Wallahu a'lam bish-shawaab []
Barakallah mbak Firda... Naskahnya keren..
Amin wa barakallahu fiik mbak Tami
Masyaallah... Baarakallahu fiik mb. Always menginspirasi
Amin. Wa barakallahu fiik mbak Netty
Semangat, semangat, semangat apapun keadaannya tetap.harus semangat dan berkarya.
Bismillahi tawakkaltu ala Allah
Ya Allah berapa lama hamba hibernasi? Bahkan ketika sudah mendaftar ikut challenge pun tak ada tulisan yg berhasil hamba kirim sampai diremove. Astaghfirullah. Kondisi kesehatan yg tdk memungkinkan buat menulis. Kepala pening, ilang timbul ilang timbul. Raga pun sudah merasakan sakit di beberapa bagian. Barakallah mba Firda.

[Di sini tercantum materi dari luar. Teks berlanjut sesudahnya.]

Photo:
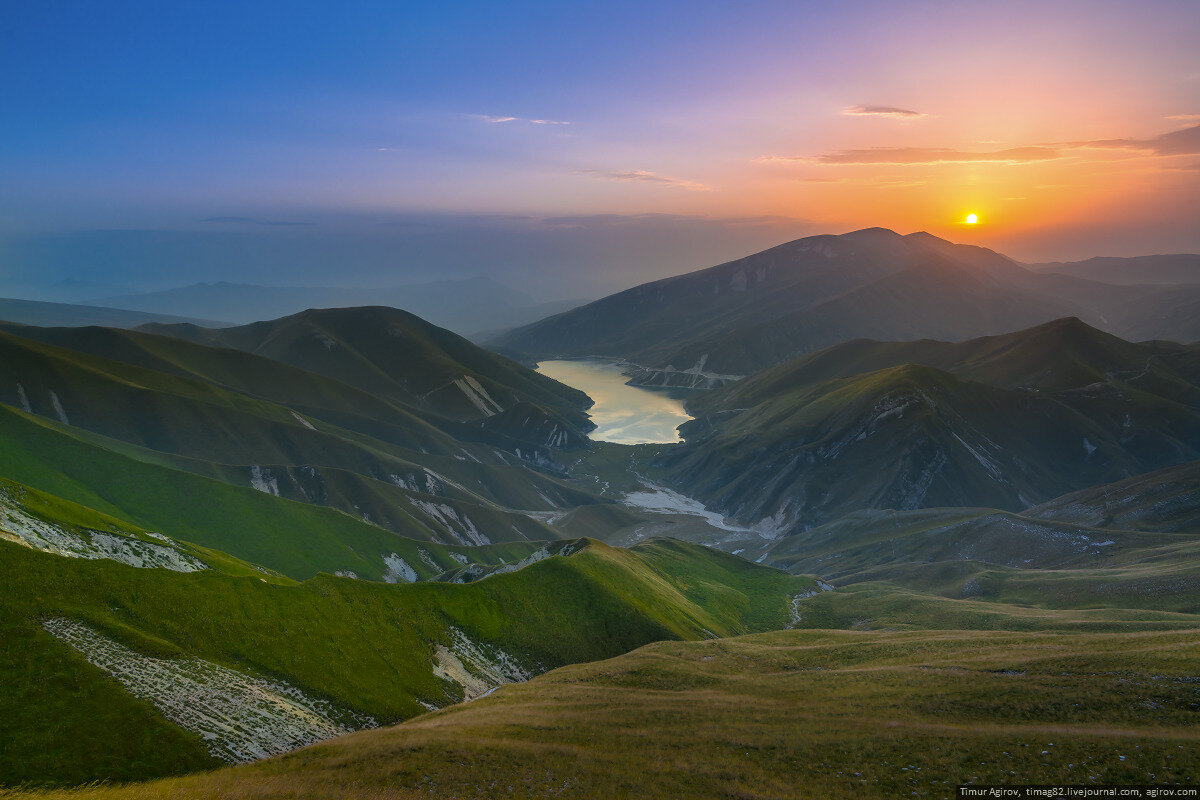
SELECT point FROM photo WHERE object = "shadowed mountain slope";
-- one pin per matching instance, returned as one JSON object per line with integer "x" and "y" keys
{"x": 1002, "y": 422}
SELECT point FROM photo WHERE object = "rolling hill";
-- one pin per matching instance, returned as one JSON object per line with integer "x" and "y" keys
{"x": 117, "y": 668}
{"x": 844, "y": 714}
{"x": 465, "y": 305}
{"x": 89, "y": 407}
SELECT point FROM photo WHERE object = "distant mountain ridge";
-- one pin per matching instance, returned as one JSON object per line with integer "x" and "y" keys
{"x": 1175, "y": 269}
{"x": 748, "y": 314}
{"x": 36, "y": 312}
{"x": 466, "y": 305}
{"x": 1002, "y": 422}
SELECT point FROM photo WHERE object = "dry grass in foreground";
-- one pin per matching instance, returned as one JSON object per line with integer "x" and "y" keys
{"x": 803, "y": 714}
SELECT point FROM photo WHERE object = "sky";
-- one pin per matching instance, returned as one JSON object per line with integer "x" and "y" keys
{"x": 579, "y": 148}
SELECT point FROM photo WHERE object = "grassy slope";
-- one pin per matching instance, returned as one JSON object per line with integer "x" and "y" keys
{"x": 1167, "y": 499}
{"x": 210, "y": 407}
{"x": 295, "y": 539}
{"x": 799, "y": 714}
{"x": 393, "y": 354}
{"x": 365, "y": 645}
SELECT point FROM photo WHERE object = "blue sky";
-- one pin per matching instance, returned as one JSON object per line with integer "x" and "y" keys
{"x": 700, "y": 127}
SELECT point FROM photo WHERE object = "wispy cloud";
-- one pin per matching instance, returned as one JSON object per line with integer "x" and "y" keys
{"x": 497, "y": 120}
{"x": 882, "y": 110}
{"x": 904, "y": 156}
{"x": 1176, "y": 143}
{"x": 1185, "y": 142}
{"x": 251, "y": 221}
{"x": 645, "y": 176}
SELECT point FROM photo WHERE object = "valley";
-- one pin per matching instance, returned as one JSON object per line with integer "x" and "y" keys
{"x": 229, "y": 545}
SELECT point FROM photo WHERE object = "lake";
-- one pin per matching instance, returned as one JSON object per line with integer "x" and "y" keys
{"x": 628, "y": 415}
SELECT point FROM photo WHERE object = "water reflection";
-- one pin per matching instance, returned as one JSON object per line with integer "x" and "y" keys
{"x": 628, "y": 415}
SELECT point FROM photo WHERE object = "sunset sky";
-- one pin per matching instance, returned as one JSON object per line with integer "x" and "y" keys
{"x": 583, "y": 146}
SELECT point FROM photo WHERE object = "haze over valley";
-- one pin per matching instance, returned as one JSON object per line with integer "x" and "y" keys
{"x": 642, "y": 401}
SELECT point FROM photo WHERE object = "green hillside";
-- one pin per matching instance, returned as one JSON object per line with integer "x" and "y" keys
{"x": 1168, "y": 499}
{"x": 364, "y": 651}
{"x": 1002, "y": 422}
{"x": 251, "y": 421}
{"x": 295, "y": 539}
{"x": 399, "y": 356}
{"x": 839, "y": 715}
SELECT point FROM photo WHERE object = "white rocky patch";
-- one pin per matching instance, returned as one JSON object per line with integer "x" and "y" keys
{"x": 241, "y": 717}
{"x": 477, "y": 668}
{"x": 19, "y": 527}
{"x": 397, "y": 570}
{"x": 478, "y": 396}
{"x": 987, "y": 463}
{"x": 262, "y": 480}
{"x": 303, "y": 421}
{"x": 58, "y": 408}
{"x": 424, "y": 554}
{"x": 664, "y": 500}
{"x": 454, "y": 522}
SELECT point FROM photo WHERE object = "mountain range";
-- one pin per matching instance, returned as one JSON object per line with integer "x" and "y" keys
{"x": 1003, "y": 422}
{"x": 220, "y": 545}
{"x": 741, "y": 317}
{"x": 467, "y": 306}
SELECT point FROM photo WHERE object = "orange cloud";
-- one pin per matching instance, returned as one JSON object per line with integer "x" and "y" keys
{"x": 882, "y": 110}
{"x": 905, "y": 156}
{"x": 645, "y": 176}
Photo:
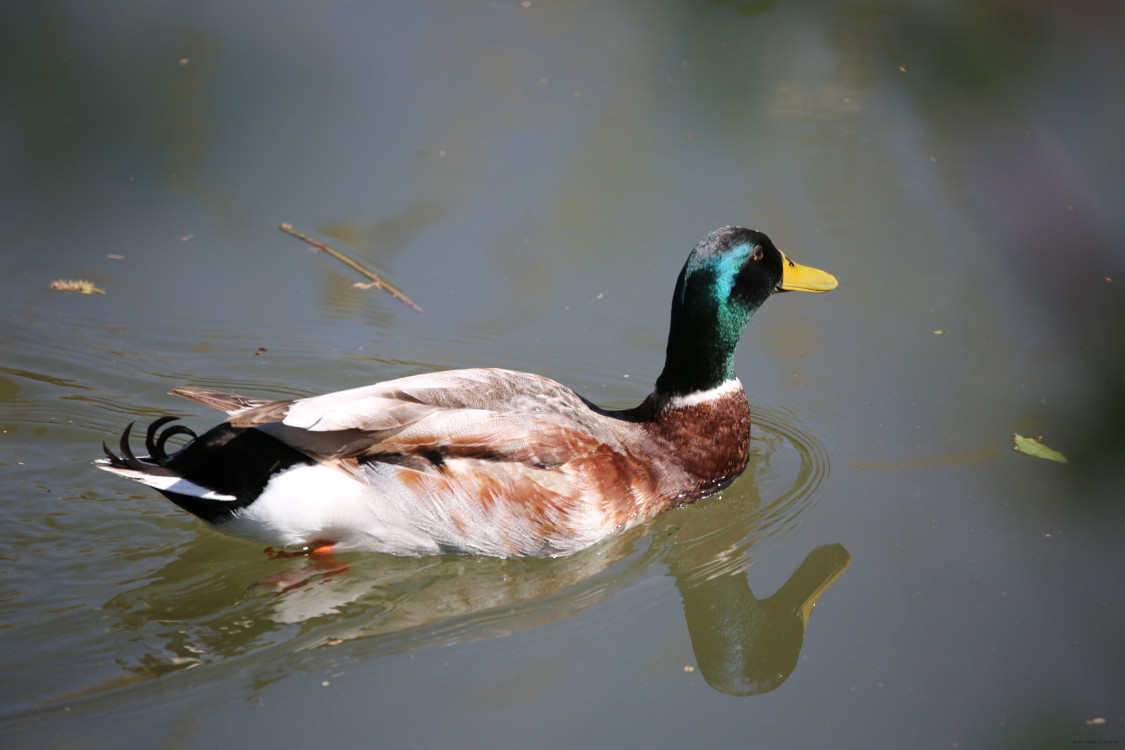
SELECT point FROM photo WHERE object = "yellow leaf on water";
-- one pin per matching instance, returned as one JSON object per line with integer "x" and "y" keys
{"x": 80, "y": 286}
{"x": 1035, "y": 448}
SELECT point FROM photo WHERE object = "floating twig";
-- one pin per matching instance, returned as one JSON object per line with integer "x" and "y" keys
{"x": 377, "y": 281}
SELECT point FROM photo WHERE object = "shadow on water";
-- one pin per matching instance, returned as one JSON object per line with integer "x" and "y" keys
{"x": 383, "y": 605}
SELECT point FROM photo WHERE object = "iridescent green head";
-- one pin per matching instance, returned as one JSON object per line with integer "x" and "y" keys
{"x": 726, "y": 279}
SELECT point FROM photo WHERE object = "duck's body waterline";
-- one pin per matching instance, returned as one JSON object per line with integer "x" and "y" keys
{"x": 483, "y": 461}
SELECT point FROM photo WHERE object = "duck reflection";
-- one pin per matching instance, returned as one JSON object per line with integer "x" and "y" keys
{"x": 380, "y": 605}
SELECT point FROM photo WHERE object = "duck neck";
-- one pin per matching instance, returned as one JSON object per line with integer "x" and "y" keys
{"x": 702, "y": 339}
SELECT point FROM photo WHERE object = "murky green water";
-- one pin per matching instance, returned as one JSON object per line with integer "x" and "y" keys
{"x": 533, "y": 175}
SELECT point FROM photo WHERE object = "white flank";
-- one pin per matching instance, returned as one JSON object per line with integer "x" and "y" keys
{"x": 309, "y": 504}
{"x": 726, "y": 388}
{"x": 161, "y": 481}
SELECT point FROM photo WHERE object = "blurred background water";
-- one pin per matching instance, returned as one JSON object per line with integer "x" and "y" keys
{"x": 533, "y": 174}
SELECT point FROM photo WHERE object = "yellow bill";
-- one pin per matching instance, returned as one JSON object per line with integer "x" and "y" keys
{"x": 803, "y": 278}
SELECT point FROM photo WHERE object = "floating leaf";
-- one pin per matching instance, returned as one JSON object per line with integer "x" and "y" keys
{"x": 80, "y": 286}
{"x": 1035, "y": 448}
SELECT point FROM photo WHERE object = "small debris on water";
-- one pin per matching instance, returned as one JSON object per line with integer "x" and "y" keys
{"x": 81, "y": 286}
{"x": 1036, "y": 448}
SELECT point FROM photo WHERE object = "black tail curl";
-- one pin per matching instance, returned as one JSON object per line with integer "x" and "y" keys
{"x": 154, "y": 440}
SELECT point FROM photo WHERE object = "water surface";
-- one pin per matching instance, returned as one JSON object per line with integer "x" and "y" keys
{"x": 533, "y": 175}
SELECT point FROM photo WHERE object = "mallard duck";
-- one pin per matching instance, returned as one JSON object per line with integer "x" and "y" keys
{"x": 484, "y": 461}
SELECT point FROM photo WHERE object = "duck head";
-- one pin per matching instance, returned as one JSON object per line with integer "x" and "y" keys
{"x": 728, "y": 276}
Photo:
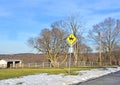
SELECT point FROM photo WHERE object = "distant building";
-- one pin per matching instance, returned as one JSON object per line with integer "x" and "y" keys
{"x": 9, "y": 63}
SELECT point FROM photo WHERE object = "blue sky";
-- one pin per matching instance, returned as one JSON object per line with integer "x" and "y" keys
{"x": 21, "y": 19}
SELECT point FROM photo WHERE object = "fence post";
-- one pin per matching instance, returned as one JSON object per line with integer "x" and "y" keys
{"x": 35, "y": 64}
{"x": 43, "y": 65}
{"x": 29, "y": 65}
{"x": 66, "y": 64}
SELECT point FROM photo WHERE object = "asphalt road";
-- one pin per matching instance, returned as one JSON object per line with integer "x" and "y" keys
{"x": 111, "y": 79}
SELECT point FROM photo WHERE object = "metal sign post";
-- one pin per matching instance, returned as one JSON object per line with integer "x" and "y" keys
{"x": 71, "y": 39}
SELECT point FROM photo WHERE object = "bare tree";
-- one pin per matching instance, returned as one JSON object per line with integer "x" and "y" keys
{"x": 51, "y": 43}
{"x": 110, "y": 35}
{"x": 74, "y": 24}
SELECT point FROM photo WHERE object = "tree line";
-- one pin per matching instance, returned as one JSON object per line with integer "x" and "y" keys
{"x": 105, "y": 37}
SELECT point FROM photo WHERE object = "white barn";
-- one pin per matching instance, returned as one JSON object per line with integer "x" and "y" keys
{"x": 8, "y": 63}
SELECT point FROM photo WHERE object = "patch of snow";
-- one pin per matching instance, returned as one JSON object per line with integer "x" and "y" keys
{"x": 61, "y": 79}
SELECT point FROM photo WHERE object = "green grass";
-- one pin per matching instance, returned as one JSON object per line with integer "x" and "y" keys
{"x": 13, "y": 73}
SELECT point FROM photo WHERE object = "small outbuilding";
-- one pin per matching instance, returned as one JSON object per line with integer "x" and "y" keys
{"x": 10, "y": 63}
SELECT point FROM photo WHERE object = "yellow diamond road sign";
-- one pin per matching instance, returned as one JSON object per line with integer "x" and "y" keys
{"x": 71, "y": 39}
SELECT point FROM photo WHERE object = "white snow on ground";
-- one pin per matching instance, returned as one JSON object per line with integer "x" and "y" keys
{"x": 61, "y": 79}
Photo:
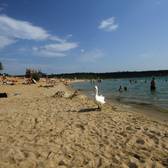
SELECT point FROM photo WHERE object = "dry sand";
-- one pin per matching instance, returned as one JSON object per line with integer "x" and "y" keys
{"x": 38, "y": 130}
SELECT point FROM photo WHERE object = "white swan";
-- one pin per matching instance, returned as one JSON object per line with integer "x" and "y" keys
{"x": 99, "y": 98}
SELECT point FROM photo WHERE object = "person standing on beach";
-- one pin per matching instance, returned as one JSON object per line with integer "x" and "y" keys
{"x": 153, "y": 85}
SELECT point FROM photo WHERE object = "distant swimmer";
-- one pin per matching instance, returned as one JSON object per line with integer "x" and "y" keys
{"x": 153, "y": 85}
{"x": 125, "y": 88}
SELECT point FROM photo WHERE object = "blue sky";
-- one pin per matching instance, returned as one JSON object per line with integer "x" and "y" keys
{"x": 60, "y": 36}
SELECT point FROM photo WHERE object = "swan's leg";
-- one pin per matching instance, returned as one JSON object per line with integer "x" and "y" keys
{"x": 99, "y": 107}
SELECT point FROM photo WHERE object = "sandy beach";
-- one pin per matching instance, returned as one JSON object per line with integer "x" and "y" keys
{"x": 40, "y": 129}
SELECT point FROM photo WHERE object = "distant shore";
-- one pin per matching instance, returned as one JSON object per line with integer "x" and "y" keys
{"x": 44, "y": 125}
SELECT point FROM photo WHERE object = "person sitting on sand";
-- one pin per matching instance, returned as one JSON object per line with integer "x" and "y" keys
{"x": 153, "y": 85}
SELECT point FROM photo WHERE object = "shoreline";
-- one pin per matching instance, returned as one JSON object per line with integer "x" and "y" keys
{"x": 41, "y": 128}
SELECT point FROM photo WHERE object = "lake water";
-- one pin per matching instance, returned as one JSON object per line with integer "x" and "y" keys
{"x": 138, "y": 91}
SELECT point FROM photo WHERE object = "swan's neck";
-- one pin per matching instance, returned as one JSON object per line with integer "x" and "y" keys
{"x": 96, "y": 91}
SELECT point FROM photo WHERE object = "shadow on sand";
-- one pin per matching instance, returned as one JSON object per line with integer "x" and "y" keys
{"x": 89, "y": 110}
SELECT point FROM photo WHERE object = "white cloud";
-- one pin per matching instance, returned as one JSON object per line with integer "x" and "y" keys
{"x": 91, "y": 56}
{"x": 12, "y": 30}
{"x": 21, "y": 29}
{"x": 55, "y": 50}
{"x": 5, "y": 41}
{"x": 109, "y": 24}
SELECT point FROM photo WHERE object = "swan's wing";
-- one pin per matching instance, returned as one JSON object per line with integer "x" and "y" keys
{"x": 100, "y": 99}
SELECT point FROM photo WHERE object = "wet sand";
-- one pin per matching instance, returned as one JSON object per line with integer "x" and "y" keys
{"x": 39, "y": 130}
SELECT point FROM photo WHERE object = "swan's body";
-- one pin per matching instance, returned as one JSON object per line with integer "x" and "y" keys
{"x": 99, "y": 98}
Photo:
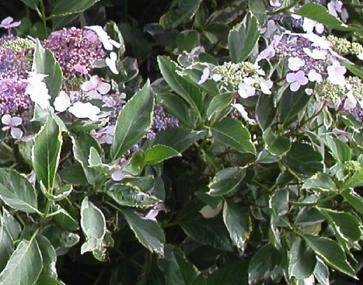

Yassarallah wa syafakillah
MasyaAllah mbak Firda.... Barakallah akhirnya pecah telor.
Amin..jazakillah khoiron
Barakallah Mbak Firda..
Sangat merasakan apa yg dituliskan di naskah ini.
Lillah.. lillah.. lillah..
Semangat para pejuang pena ideologis!
Semangat juga mbak Deena
Barakallah mba @Firda. Meskipun lama hibernasi, tulisannya tetap mengrna di hati
Amin. MasyaAllah jadi terharu.
Masyaallah barakallah mb Firda ..
siapa pun penulis akan ada fase mengalami hibernasi. normal kok mb asal jgn lama2 ya..hehehe. aslinya sy jg sdg menyemangati diri sdr jg nih.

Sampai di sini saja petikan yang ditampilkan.